Türkiye’nin müdahalesiyle UMH’nin ilerleyişinin ve Halife Hafter güçlerinin kurduğu üstünlüğün belli ölçüde bozularak, savaşın seyrinin değiştiğine dikkati çeken Özkan, Hafter güçlerinin halen ciddi bir güce ve desteğe sahip olduğunu da sözlerine ekledi. Özkan, Suudi Arabistan, Birleşik Arap Emirlikleri (BAE) ve Rusya’nın Hafter’den yana olduklarını ve bu desteğin önemli bir güce tekabül ettiğine işaret ederek, UHM’nin de İtalya, İngiltere, Türkiye ve Katar tarafından desteklendiğini söyledi.

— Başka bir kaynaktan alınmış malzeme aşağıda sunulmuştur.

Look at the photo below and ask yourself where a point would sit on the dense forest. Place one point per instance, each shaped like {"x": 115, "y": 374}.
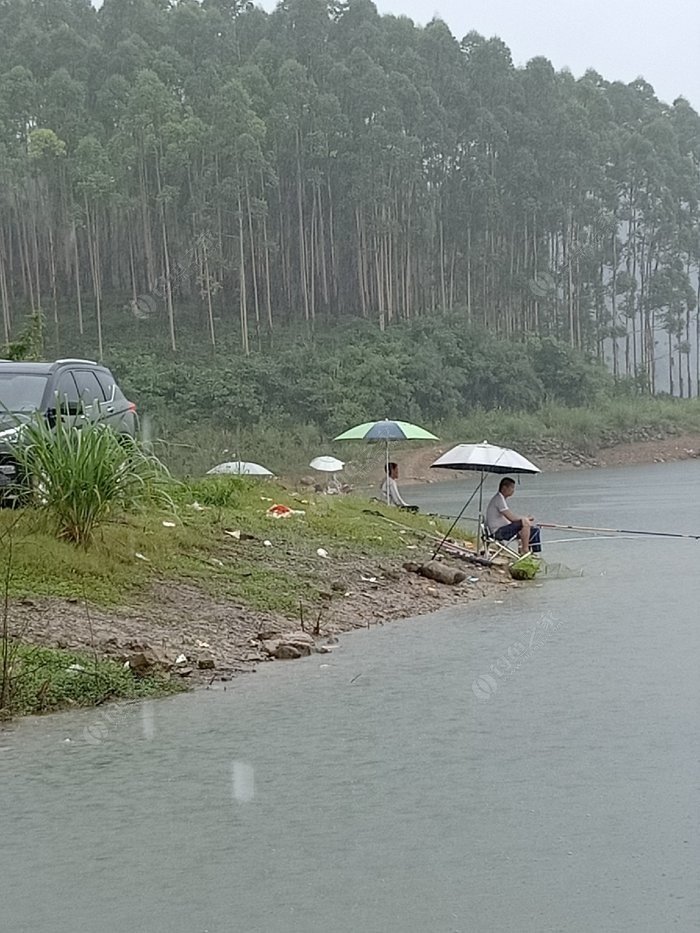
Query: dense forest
{"x": 200, "y": 166}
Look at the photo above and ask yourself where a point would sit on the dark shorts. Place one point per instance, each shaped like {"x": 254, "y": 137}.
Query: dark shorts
{"x": 513, "y": 529}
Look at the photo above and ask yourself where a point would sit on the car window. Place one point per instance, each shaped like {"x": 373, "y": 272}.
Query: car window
{"x": 109, "y": 387}
{"x": 66, "y": 389}
{"x": 21, "y": 391}
{"x": 89, "y": 389}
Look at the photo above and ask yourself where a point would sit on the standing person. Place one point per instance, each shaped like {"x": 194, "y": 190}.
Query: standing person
{"x": 505, "y": 524}
{"x": 390, "y": 489}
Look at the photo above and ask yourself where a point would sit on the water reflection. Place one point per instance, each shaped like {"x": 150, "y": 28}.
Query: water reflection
{"x": 392, "y": 786}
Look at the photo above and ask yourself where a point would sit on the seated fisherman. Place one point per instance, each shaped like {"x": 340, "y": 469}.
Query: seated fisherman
{"x": 505, "y": 524}
{"x": 390, "y": 489}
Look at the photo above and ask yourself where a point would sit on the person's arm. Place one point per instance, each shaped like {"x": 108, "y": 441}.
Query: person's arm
{"x": 394, "y": 494}
{"x": 512, "y": 517}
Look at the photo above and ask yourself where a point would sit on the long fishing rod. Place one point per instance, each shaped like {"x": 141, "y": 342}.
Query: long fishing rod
{"x": 619, "y": 531}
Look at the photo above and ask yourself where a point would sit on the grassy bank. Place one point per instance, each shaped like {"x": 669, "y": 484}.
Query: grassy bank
{"x": 271, "y": 567}
{"x": 217, "y": 553}
{"x": 37, "y": 679}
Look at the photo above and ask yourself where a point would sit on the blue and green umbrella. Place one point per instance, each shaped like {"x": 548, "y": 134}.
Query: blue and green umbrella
{"x": 386, "y": 430}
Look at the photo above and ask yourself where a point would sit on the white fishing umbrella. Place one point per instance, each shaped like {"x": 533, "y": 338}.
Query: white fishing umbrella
{"x": 239, "y": 468}
{"x": 483, "y": 458}
{"x": 327, "y": 464}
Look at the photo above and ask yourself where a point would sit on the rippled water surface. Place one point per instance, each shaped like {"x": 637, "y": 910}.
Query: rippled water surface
{"x": 527, "y": 763}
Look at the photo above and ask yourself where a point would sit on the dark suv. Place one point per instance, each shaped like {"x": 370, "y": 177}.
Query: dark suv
{"x": 81, "y": 389}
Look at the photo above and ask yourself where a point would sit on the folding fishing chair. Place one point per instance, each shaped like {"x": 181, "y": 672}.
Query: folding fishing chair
{"x": 493, "y": 547}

Özkan’a göre, halen belirsiz bir tutum sergileyen ABD’nin tutumunun ise seçimlerden sonra değişebileceğine,
Trump yönetiminin seçimleri kazanması halinde Suudi Arabistan ve BAE’nin talebi üzerine Hafter’i destekleme olasılığının yüksek olduğuna işaret etti.
Libya bir köprü
Mezopotamya Ajansı’ndan İdris Sayılğan’a konuşan Özkan, Hafter destekçisi BAE ile Suudi Arabistan’ın bölgede Müslüman Kardeşler ve İslami örgütlere karşı savaş açtığını hatırlatarak, kendi hegemonyalarında bir Ortadoğu istediklerini belirtti. Libya savaşının da büyük ölçüde bu amaçla yapıldığına değinen Özkan, “Libya da bu anlamda bir köprü, bir geçiş. Aynı zamanda Afrika kıtasında kimin hakim olacağını netleştiren ve bunun kaderini belirleyecek olan bir yerde duruyor” ifadelerini kullandı.
Amaç Doğu Akdeniz
Özkan, Türkiye’nin Libya’daki müdahalesinin sadece petrol ile ilgili olmadığını, esas olarak Doğu Akdeniz’deki doğal gaz yataklarıyla ilgili olduğunu belirtti. Türkiye ve Trablus hükümeti arasında imzalanan “Deniz Yetki Alanları” anlaşmasının klasik bir anlaşma olmadığının altını çizen Özkan, bunun uluslararası düzeyde tanınmayacağını da sözlerine ekledi.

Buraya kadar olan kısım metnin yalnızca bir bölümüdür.